- jeśli pies/kot panicznie się boi, nie ma innego sposobu, jak tylko odpowiednio wcześnie rozpocząć farmakoterapię. Środki zazwyczaj działają po jakimś czasie, niektóre po 2 tygodniach podawania, więc na to już najwyższy czas. WAŻNE: nie podajemy psu SEDALINU! Ten lek nie znosi lęku, a jedynie możliwość poruszania się. Oznacza to, że pies jest unieruchomiony i nadal potwornie przerażony. Najlepiej jak najszybciej skontaktować się z weterynarzem;
- możemy zastosować kamizelkę przeciwlękową (do kupienia w sklepach zoologicznych, głównie internetowych).
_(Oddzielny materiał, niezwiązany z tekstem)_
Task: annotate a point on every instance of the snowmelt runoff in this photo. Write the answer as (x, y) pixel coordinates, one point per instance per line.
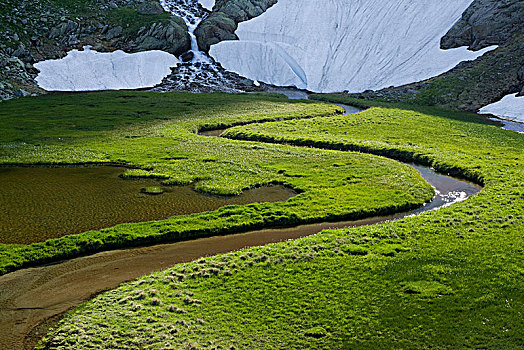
(337, 45)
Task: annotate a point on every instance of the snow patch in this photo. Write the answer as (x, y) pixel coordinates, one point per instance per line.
(354, 45)
(510, 107)
(89, 70)
(207, 4)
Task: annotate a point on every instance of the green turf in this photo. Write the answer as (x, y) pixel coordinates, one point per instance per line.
(156, 135)
(447, 279)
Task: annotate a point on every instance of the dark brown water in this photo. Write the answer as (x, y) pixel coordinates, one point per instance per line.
(41, 203)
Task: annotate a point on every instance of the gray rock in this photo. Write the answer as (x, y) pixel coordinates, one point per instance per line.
(520, 73)
(21, 93)
(223, 21)
(170, 36)
(485, 23)
(114, 33)
(150, 8)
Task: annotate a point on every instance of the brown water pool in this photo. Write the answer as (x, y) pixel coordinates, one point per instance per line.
(41, 203)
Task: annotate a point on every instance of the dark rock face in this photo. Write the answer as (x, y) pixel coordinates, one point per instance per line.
(472, 85)
(485, 23)
(223, 21)
(32, 31)
(170, 36)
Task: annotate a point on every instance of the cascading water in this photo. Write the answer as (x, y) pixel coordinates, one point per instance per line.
(192, 12)
(198, 72)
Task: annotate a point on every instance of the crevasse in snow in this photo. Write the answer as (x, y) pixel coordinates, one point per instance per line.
(89, 70)
(510, 107)
(192, 14)
(336, 45)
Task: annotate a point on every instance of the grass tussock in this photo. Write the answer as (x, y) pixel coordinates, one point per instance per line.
(447, 279)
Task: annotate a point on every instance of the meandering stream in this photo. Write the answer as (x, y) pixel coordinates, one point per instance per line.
(33, 299)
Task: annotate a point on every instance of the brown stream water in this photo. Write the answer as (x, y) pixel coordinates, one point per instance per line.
(42, 203)
(33, 299)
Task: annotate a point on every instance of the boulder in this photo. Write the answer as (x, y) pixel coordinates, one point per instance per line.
(150, 8)
(485, 23)
(170, 36)
(222, 23)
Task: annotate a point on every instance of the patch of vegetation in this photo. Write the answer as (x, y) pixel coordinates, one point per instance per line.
(153, 190)
(131, 21)
(447, 279)
(156, 135)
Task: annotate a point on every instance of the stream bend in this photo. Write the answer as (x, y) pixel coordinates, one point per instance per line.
(33, 299)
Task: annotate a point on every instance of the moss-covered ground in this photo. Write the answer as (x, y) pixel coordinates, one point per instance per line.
(155, 135)
(447, 279)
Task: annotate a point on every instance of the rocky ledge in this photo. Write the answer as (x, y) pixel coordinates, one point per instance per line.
(472, 85)
(223, 21)
(31, 31)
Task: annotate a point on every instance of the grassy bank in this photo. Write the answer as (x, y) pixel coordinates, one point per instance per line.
(451, 278)
(156, 135)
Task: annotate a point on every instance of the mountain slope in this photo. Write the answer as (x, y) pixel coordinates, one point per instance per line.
(341, 45)
(472, 85)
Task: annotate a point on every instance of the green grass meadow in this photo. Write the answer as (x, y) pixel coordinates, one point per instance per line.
(446, 279)
(155, 135)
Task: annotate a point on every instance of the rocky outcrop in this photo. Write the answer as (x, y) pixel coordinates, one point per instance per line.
(222, 23)
(170, 36)
(485, 23)
(32, 31)
(472, 85)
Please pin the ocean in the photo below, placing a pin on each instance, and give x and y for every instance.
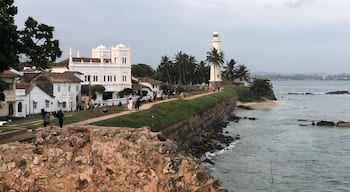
(282, 151)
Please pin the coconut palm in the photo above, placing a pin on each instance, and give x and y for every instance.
(229, 70)
(165, 67)
(216, 58)
(242, 73)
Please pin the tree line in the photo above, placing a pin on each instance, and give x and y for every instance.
(185, 69)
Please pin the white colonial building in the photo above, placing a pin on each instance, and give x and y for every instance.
(215, 70)
(44, 91)
(110, 67)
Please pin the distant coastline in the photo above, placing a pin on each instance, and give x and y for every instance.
(281, 76)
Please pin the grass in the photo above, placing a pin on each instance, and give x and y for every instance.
(158, 117)
(70, 117)
(163, 115)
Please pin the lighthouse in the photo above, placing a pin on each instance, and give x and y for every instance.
(215, 71)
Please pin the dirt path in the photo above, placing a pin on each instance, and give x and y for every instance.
(22, 135)
(143, 107)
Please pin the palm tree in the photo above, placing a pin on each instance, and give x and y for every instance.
(216, 58)
(165, 65)
(242, 73)
(229, 70)
(180, 65)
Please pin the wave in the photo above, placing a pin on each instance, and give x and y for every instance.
(209, 157)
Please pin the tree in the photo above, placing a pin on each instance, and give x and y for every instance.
(142, 70)
(242, 73)
(201, 74)
(8, 35)
(262, 89)
(216, 58)
(180, 60)
(37, 47)
(2, 89)
(165, 69)
(229, 70)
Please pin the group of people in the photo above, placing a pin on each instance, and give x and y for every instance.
(134, 103)
(46, 117)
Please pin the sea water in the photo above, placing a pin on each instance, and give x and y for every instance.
(282, 151)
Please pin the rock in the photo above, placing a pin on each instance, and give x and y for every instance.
(206, 160)
(54, 154)
(38, 150)
(59, 186)
(343, 124)
(93, 158)
(201, 177)
(325, 123)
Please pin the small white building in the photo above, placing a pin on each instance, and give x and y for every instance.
(110, 68)
(38, 91)
(7, 107)
(148, 86)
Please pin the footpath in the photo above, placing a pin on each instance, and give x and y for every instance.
(23, 135)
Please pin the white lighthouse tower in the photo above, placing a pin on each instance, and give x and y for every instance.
(215, 71)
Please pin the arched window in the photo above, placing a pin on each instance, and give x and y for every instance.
(19, 107)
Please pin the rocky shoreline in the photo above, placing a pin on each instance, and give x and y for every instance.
(89, 158)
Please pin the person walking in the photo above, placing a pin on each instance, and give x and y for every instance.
(46, 118)
(60, 117)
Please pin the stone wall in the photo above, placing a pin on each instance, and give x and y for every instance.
(89, 158)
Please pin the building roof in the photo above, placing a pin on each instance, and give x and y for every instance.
(9, 74)
(150, 80)
(64, 63)
(45, 80)
(88, 59)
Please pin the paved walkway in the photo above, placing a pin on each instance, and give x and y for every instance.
(143, 107)
(25, 135)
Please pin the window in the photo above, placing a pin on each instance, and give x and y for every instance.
(19, 107)
(34, 105)
(124, 60)
(9, 86)
(124, 78)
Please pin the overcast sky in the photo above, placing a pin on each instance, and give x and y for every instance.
(291, 36)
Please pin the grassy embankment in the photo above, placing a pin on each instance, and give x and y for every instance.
(165, 114)
(70, 117)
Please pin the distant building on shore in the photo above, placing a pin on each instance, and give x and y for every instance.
(215, 71)
(110, 68)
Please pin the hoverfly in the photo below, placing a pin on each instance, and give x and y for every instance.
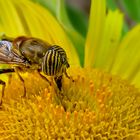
(28, 53)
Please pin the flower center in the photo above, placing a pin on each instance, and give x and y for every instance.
(95, 104)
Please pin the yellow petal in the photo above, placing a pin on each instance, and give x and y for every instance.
(95, 31)
(127, 62)
(24, 17)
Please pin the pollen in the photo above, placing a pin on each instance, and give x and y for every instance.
(91, 105)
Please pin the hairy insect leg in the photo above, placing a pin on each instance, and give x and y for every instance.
(22, 80)
(43, 77)
(69, 77)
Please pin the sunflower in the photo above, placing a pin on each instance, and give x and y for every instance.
(102, 102)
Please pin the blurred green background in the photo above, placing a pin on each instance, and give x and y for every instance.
(74, 14)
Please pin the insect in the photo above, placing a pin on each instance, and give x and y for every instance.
(28, 53)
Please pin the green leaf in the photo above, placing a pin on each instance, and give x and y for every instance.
(58, 8)
(132, 7)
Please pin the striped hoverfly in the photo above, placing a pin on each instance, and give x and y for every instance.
(28, 53)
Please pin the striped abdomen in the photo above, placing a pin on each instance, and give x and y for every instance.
(55, 61)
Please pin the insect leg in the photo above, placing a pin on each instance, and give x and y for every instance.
(43, 77)
(2, 71)
(22, 80)
(68, 76)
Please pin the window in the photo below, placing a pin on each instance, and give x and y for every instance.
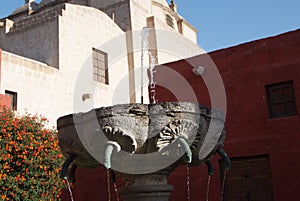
(169, 20)
(248, 179)
(281, 99)
(13, 99)
(100, 66)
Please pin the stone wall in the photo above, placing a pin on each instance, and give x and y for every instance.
(35, 37)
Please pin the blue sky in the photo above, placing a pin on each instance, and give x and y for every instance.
(225, 23)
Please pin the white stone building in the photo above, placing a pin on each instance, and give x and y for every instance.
(63, 56)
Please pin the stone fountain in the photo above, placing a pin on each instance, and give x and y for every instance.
(143, 143)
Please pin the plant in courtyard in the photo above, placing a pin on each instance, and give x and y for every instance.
(30, 158)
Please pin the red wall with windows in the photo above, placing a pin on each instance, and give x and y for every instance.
(245, 70)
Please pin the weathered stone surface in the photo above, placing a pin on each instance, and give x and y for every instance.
(142, 129)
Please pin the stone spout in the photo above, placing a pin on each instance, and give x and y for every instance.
(187, 149)
(108, 152)
(64, 171)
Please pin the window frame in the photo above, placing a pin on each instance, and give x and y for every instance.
(98, 74)
(14, 99)
(291, 99)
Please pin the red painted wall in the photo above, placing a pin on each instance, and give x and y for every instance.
(4, 100)
(245, 70)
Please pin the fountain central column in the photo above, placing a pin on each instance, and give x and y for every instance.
(147, 187)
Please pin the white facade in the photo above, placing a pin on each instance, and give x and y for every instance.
(47, 54)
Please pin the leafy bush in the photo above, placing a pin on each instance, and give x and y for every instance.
(30, 159)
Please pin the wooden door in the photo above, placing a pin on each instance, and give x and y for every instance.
(249, 179)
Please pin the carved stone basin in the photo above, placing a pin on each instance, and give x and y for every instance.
(153, 138)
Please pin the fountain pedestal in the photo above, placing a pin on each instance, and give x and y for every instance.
(150, 187)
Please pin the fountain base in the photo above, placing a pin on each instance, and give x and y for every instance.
(146, 193)
(147, 187)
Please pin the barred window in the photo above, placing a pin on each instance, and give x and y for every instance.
(13, 99)
(100, 66)
(281, 99)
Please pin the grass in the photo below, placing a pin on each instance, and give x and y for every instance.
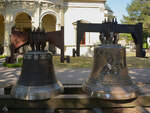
(87, 62)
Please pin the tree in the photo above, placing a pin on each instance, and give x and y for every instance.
(139, 11)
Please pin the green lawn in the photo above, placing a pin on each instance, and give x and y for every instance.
(87, 62)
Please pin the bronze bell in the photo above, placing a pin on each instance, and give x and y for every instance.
(37, 80)
(109, 78)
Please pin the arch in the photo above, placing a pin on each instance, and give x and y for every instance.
(23, 21)
(48, 22)
(2, 32)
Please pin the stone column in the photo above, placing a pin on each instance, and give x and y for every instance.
(36, 16)
(8, 26)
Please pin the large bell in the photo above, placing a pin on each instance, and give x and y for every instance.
(37, 80)
(109, 78)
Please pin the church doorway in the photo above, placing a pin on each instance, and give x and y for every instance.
(49, 25)
(23, 22)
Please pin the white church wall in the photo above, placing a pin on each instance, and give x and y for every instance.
(91, 12)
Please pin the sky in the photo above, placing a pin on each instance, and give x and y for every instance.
(119, 7)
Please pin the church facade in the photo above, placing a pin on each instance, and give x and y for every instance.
(51, 15)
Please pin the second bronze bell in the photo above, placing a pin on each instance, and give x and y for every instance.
(109, 78)
(37, 80)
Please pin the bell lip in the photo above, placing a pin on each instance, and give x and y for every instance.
(110, 96)
(37, 92)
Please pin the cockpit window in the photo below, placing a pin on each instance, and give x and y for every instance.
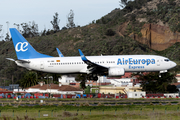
(167, 60)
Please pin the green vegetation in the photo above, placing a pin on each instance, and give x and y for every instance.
(92, 112)
(152, 83)
(109, 35)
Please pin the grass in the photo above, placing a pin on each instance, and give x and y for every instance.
(120, 112)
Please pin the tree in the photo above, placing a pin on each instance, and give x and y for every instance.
(55, 22)
(29, 79)
(70, 18)
(123, 3)
(153, 83)
(30, 30)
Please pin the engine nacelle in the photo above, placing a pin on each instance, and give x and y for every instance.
(116, 71)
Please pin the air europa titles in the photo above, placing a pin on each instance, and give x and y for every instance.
(135, 63)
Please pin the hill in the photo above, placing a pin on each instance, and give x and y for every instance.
(142, 27)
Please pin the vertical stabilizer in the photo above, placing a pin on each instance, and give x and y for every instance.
(22, 47)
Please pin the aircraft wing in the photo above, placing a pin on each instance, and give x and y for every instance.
(93, 67)
(23, 61)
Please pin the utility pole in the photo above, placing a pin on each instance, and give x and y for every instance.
(7, 27)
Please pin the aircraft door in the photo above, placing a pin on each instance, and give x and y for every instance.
(42, 65)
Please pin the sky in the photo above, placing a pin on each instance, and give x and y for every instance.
(42, 12)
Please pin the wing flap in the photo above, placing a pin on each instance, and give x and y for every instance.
(93, 67)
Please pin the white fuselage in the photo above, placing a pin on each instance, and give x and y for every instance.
(130, 63)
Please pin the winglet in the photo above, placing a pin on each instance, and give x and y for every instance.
(59, 53)
(82, 55)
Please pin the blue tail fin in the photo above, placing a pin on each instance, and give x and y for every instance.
(23, 49)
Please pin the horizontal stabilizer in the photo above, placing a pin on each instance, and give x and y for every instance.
(59, 53)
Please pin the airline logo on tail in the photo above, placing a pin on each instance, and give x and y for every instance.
(21, 46)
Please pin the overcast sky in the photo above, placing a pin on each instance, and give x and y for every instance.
(42, 11)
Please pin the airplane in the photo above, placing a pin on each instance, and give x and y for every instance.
(93, 66)
(59, 53)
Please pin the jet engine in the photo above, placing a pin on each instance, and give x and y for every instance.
(116, 71)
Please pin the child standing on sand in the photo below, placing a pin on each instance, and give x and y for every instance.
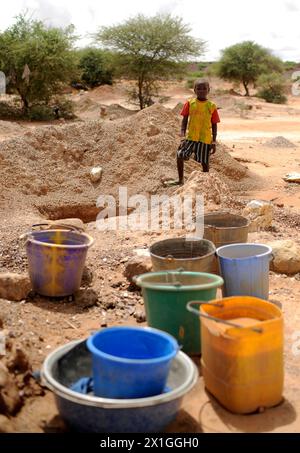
(200, 118)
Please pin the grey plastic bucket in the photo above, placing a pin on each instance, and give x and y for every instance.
(194, 255)
(245, 269)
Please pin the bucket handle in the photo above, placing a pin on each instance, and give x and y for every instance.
(64, 225)
(27, 235)
(193, 310)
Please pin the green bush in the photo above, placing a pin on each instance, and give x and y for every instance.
(272, 88)
(40, 112)
(65, 106)
(96, 67)
(10, 111)
(192, 76)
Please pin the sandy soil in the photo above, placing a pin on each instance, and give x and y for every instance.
(41, 324)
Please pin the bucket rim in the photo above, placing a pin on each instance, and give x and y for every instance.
(246, 245)
(195, 258)
(216, 282)
(249, 299)
(64, 392)
(95, 351)
(30, 238)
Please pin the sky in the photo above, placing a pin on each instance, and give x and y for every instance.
(221, 23)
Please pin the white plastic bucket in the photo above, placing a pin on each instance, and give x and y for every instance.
(245, 269)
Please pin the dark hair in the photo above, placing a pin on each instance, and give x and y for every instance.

Jeśli nie mamy, bandażujemy psa (sposób można znaleźć w internecie). W przypadku mniejszych psów i kotów, zakładamy im obciętą nogawkę z legginsów, z wyciętymi otworami na łapki. To „ubranko” musi być ciasne;
- psa/kota, który się boi, nie przytulamy i nie głaszczemy, to może wzmocnić lęk;
- staramy się odizolować zwierzę tam, gdzie odgłosy fajerwerków są słabiej słyszalne. Można puścić głośno radio lub TV;
- przy wyjściach na dwór, ograniczonych do minimum, stosujemy więcej niż jedno zabezpieczenie, czyli np. obroża i szelki. Wiele psów w panice wyrywa się z obroży i ucieka;
- psy/koty powinny być oznakowane. Dzięki czipom zabłąkany pies ma szansę szybko wrócić do domu.